Anyone who lives in Ohio knows that there are times of the year that can be extremely harsh, cold and devoid of potential food for critters that live outdoors. This is true for the vast majority of insects that live in Ohio. Thus, it is logical to ask, what happens to all of the insects that live in Ohio during the times when conditions are not conducive to living outdoors (i.e., late fall through early spring)? Do they all die and have to be replaced by immigrants the following year? The answer for some species is that they do all die and have to be replaced with new immigrants (e.g., potato leafhoppers, black cutworm moths, fall armyworm moths, and secondary screwworm flies). But for most species, the answer is DIAPAUSE.

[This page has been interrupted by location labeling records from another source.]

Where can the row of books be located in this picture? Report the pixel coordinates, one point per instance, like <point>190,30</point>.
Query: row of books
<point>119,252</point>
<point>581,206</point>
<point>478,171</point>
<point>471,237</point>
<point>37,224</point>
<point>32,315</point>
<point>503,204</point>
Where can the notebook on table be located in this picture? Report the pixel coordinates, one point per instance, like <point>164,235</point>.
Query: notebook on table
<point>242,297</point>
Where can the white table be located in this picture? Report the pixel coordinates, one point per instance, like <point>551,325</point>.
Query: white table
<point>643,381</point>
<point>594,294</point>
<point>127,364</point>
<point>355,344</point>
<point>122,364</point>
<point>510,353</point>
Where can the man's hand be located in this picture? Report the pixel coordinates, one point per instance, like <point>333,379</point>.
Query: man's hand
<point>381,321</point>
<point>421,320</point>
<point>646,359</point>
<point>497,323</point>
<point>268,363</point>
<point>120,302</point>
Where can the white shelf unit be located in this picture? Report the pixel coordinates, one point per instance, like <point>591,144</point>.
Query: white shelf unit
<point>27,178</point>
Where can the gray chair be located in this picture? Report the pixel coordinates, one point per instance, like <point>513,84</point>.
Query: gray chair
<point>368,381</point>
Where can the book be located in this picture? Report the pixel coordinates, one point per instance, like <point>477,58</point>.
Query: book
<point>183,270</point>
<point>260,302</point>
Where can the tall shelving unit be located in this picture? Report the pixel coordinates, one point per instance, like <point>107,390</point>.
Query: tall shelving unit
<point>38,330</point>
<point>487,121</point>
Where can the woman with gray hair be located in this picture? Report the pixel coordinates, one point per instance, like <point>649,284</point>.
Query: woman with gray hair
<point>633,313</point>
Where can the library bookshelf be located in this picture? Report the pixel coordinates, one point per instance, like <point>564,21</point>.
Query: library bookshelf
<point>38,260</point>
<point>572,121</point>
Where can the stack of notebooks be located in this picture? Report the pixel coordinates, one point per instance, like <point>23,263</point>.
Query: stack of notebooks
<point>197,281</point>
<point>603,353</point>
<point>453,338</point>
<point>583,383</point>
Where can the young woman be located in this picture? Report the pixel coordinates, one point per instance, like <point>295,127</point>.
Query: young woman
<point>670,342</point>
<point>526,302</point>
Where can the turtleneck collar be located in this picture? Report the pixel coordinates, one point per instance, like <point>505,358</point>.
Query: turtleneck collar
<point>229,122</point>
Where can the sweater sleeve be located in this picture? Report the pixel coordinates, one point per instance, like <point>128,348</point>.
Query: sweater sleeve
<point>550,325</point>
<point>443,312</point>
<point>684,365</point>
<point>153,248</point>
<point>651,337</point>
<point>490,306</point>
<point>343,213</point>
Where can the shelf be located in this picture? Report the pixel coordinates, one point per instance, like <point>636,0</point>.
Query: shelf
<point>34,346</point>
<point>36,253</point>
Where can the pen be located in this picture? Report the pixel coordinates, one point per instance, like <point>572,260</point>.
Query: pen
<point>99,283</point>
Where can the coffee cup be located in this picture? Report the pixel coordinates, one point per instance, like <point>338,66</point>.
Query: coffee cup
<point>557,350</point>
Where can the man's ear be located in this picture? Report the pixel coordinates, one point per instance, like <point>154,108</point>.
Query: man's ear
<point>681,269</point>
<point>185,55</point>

Female bagworm (Thyridopteryx ephemeraeformis) pupal case inside of bag constructed by female larva. Photo Credit: Joe Boggs

Female bagworm (Thyridopteryx ephemeraeformis) pupal case inside of bag constructed by female larva cut open to reveal diapausing eggs that will overwinter. Photo Credit: Joe Boggs

Definition: Diapause is defined as a physiological state of arrest in development in response to regular and recurring environmental stimuli that are predictive of impending, adverse environmental conditions.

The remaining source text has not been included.